Regex.Replace(testString, #"(?<=~PLB|[0-9]{10}|[0-9]{8})(\|)([0-9]{2})(>)", #"$1CS$3")
The X12 protocol standard allows the specification of element and component separators in the header, so anything that hard-codes the "|" and ">" characters could eventually break. Since the standard mandates that the characters used as separators (and segment terminators, e.g., "~") cannot appear within the data (there is no escape sequence to allow them to be embedded), parsing the syntax is very simple. Maybe you're already doing something similar to this, but for readability...

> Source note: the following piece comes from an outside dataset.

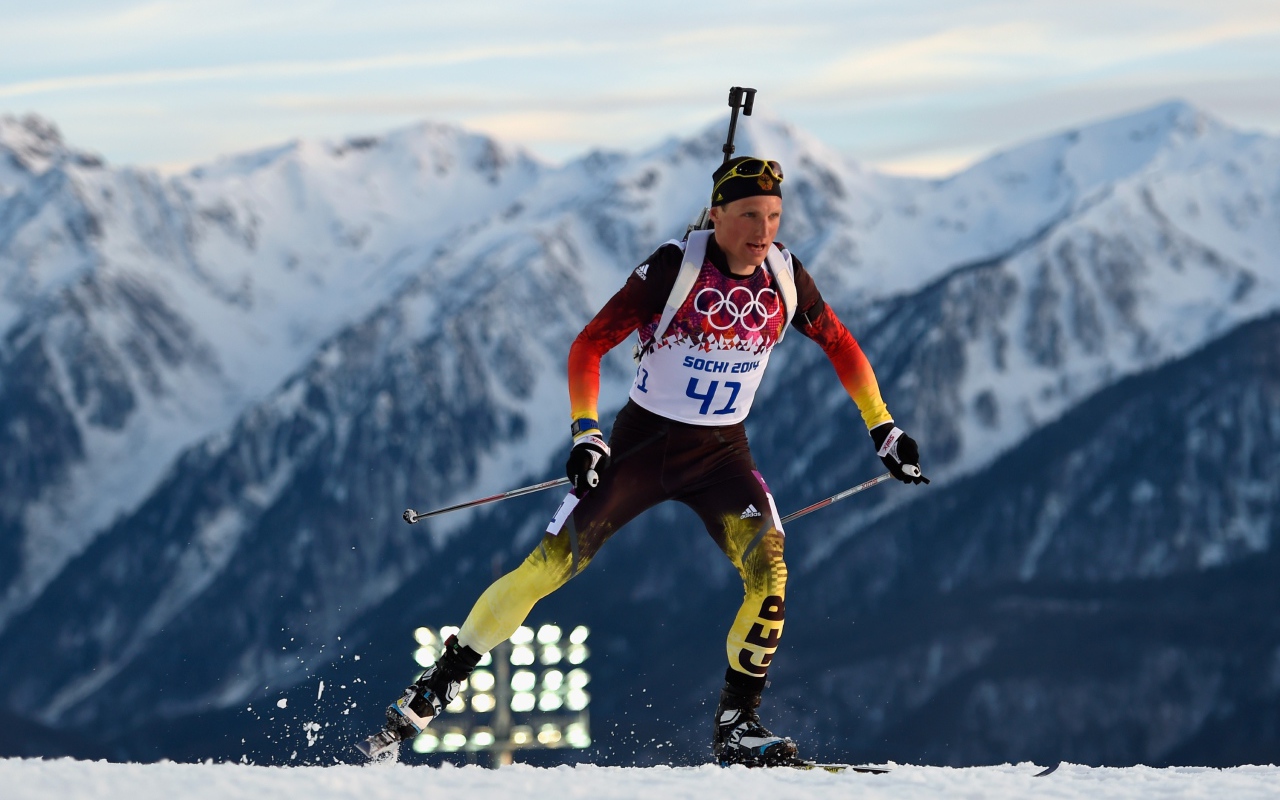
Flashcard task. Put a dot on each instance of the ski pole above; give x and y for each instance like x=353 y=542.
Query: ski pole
x=835 y=498
x=412 y=516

// The original segment string (without segment terminator):
string segment = "PLB|1902841224|20100228|49>KC15X078001104|.08";
// Parse the segment into elements, then the fourth element
// into components (bounds checking is omitted for brevity):
var elements = segment.Split('|');
var components = elements[3].Split('>');
// If the first component is the bad value, replace it with
// the correct value (again, not checking bounds):
if (components[0] == "49")
components[0] = "CS";
// Reassemble the segment by joining the components into
// the fourth element, then the elements back into the
// segment string:
elements[3] = string.Join(">", components);
segment = string.Join("|", elements);
Obviously more verbose than a single regular expression but parsing X12 files is as easy as splitting strings on a single character. Except for the fixed length header (which defines the delimiters), an entire transaction set can be parsed with Split:
// Starting with a string that contains the entire 835 transaction set:
var segments = transactionSet.Split('~');
var segmentElements = segments.Select(s => s.Split('|')).ToArray();
// segmentElements contains an array of element arrays,
// each composite element can be split further into components as shown earlier
What I found is working is the following:
parts = original.Split(record);
for(int i = parts.Length -1; i >= 0; i--)
{
string s = parts[i];
string nString =String.Empty;
if (s.StartsWith("PLB"))
{
string[] elems = s.Split(elem);
if (elems[3].Contains("49" + subelem.ToString()))
{
string regex = string.Format(#"(\{0})49({1})", elem, subelem);
nString = Regex.Replace(s, regex, #"$1CS$2");
}
I'm still having to split my original file into a set of strings and then evaluate each string, but the that seams to be working now.
If anyone knows how to get around that string.Split up at the top, I'd love to see a sample.